No to primate brain research

Lifegate

https://www.lifegate.it/ricerca-cervello-primati-universita-di-brema

The Bremen health authority rejected the request for research on the brains of non-human primates, which could be a historic turning point.

Good news comes from Germany.In Bremen, the health authority has just rejected the request of the researcher Andreas Kreiter, of the University of Bremen, which aimed to continue his research on the brain of non-human primates.An important decision, motivated by the consideration that animal suffering does not justify the acquisition of new scientific knowledge, thus making the project ethically unacceptable.

Brain research rejected by University of Bremen

In the press release the health authority stated that:“After an attentive examination of the project:'Spatiotemporal dynamics of cognitive processes in the mammalian brain', combined with the consultation of the opinion of various experts, the suffering of macaques (gen. Macaca) cannot be justified by the expected benefits in terms of scientific knowledge".An evaluation that led to classify the suffering of primates as "serious"., in accordance with the European Directive on the protection of animals used for scientific purposes, that is, an experiment can only be authorized if the benefits outweigh the harm (animal suffering).

macaco libero
The hope is that this decision will have a decisive impact throughout Germany ©Konrads Bilderwerkstatt

A historic decision

The German organization Doctors against animal experiments (Daae) welcomed this decision as a turning point:“The decision of the Bremen authority to reject the request despite possible legal litigation is a historic decision that will have a great impact overall on the legal and scientific classification of cruel brain research on non-human primates,” he says Silke Strittmatter, biologist and scientific consultant of Daae.The organization immediately appealed to all other authorities to follow Bremen's example.In Germany, similar experiments on the brain of primates are also conducted in seven other institutions and therefore it is hoped that the Bremen decision will have a significant impact to change the situation across the nation, putting an end to these atrocities.
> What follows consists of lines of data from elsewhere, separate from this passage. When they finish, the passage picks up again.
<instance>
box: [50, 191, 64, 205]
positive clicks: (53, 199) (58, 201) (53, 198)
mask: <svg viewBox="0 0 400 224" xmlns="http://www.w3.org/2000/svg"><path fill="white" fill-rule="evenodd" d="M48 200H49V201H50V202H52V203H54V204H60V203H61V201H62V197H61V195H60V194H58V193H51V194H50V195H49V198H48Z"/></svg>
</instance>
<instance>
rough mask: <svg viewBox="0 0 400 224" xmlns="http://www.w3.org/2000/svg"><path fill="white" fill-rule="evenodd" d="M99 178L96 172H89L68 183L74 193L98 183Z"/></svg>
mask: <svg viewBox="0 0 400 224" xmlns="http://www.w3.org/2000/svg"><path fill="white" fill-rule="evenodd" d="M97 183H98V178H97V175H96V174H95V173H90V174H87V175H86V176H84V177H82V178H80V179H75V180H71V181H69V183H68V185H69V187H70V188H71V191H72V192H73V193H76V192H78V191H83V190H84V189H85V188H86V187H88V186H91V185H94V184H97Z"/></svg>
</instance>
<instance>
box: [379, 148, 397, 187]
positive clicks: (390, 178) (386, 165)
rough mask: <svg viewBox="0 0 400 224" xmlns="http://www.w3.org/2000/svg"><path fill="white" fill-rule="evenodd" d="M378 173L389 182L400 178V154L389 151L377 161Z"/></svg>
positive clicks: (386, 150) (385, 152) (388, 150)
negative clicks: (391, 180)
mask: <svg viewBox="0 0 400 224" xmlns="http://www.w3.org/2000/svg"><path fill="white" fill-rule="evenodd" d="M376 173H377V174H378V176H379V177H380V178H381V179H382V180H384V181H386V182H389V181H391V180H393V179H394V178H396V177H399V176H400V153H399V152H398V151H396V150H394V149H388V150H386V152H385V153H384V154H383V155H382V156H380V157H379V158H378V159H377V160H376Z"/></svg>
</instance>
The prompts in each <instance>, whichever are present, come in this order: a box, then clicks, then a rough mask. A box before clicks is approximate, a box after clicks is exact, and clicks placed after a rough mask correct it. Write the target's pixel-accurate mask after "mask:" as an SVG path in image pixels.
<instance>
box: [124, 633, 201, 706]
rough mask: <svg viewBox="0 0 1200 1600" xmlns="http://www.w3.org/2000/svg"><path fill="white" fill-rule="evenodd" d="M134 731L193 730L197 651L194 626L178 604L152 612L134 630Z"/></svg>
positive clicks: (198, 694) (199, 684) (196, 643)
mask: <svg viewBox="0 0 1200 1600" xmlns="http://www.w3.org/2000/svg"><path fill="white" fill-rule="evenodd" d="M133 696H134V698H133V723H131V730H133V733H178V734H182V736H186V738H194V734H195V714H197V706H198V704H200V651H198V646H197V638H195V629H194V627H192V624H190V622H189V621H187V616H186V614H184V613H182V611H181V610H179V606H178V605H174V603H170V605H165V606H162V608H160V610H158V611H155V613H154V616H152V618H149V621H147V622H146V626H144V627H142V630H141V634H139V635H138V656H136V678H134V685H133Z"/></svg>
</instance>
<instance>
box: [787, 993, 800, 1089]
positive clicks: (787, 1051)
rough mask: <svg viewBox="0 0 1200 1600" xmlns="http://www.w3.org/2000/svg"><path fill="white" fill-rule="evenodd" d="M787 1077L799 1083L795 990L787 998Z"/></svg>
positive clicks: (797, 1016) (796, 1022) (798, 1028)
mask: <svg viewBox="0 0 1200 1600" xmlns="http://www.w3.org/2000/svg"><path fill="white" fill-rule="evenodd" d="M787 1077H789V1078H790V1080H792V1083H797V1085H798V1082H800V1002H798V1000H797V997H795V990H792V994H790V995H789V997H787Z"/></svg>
Animal welfare weighs less than scientific research

A similar request had already been rejected by the health authorities in the past, but the situation was overturned in court.In fact, the German Federal Administrative Court, after the complaints, changed the decision by establishing that the welfare of the animals outweighed the scientific importance and that the suffering was to be considered moderate and not severe.Daae made public later the case of the Jara monkey demonstrating how wrong this decision was:thanks to official internal documents, the true condition in which the monkeys were involved was revealed.The Jara monkey's injuries included holes in the skull bone and inflamed sutures in the brain - officially regarded as an "inevitable consequence".

Today, one of the main reasons that led to this decision was the suffering of the macaques. Finally defined as unacceptable, since non-human primates are intelligent animals and capable of understanding the reality of their lives, suffering from the situations in which they are involved.